That Persephone travels between worlds has always fascinated me. I believe She reframed what was once done to Her into an acceptance of Her fate and Her calling, and into a graceful way of moving through and relating to transitions. She reframed uncertainty into mystery. When I can acknowledge and stop the self-torture of imagined fear, I have a chance of doing so also. I live in and with this story and try to follow Her lead.
With this understanding, I can finally stand up. I head for the rose garden, a place of exuberant beauty in early June. The waters of the fountain cascade down their stone steps, accompanied on both sides by pink roses in full bloom. I walk past the little pond surrounded by crimson, peach, yellow, deep red, and white roses, all exuding their intoxicating fragrances. I love the roses but do not linger; I am headed for the hillside where the oaks and redwoods live, a bit of the wild held captive but alive in the city. I sink down at the foot of a redwood, my back against its strong trunk. I respect the oaks, but I love the redwoods. Here it smells of redwood duff, spicy and clean, and the ground is littered with twigs and dried needles. It is not a soft place to sit, but no matter. Finally, the young woman across the pond stops yelling into her cellphone. There is a sweet breeze, and now the caws, cries and songs of various birds filter through. I close my eyes, just to listen more deeply.
When I open them again, I turn to face the tree and am stunned to see what I am sitting next to and had not noticed before. Someone has left an offering at the foot of this redwood tree – bougainvillea, lavender, thistle, poppy heads - a messy arrangement clearly here for some time. It reminds me of that first trip to Eleusis, where I also found an offering left by someone else. I straighten out the tangle of dried flowers, making some artful order out of the chaos, and then add something of my own. How wonderful to feel again the companionship of unknown, unseen lovers of what I also love and venerate. The tree does not speak to me, per se. But sitting in its calm and majestic presence is sufficient.

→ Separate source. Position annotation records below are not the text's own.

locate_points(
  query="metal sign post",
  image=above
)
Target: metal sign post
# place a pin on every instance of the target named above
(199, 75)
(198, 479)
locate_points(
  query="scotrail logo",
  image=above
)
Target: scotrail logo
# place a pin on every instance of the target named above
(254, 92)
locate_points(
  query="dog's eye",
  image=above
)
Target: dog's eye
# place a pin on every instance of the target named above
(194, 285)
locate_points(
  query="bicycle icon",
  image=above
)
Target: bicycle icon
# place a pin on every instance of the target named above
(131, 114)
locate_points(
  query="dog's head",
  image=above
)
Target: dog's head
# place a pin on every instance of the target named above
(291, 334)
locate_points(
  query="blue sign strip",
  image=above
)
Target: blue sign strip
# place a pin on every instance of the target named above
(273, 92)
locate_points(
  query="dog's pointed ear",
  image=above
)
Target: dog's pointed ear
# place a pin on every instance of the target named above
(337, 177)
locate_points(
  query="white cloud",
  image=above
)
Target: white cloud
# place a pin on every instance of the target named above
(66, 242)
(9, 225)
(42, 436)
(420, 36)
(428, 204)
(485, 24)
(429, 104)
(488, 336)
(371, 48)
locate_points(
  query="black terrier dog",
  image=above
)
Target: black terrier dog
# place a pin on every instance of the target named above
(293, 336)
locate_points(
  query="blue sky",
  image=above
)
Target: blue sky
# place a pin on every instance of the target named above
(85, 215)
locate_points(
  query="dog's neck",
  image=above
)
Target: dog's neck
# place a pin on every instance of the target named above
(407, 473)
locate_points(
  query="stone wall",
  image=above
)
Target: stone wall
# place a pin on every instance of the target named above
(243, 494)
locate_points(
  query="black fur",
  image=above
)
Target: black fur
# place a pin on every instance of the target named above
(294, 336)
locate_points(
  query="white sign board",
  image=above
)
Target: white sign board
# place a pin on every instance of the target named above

Uncertainty will always be with me as it is with everyone. There is an old saying that false security is the only kind there is. Freeing myself from the grip of fear, does not mean it will never visit me again. There is no “happily ever after” in my or any other story. Even in fairy tales, “happily ever after” really implies “happily until the next trouble arrives.” I may not be “cured” but I hope there has been some healing. There is a world of trouble outside this garden, full of violence, grief, disaster, and plenty of pain.
But what is happening in this moment is full of life and of mystery and deserves to be lived prayerfully. I look around. The trees, the roses, the hillside, the mother walking by with a baby in a front pack, the sky, the sun falling in full force over there and in dappled patches here under the trees, the crows winging overhead, the offering of flowers … this is life, all of a piece, sacred, here and now.
I stand up, look around, and confirm that this tree, the one I was drawn to sit beneath, is the only one with an offering at its foot.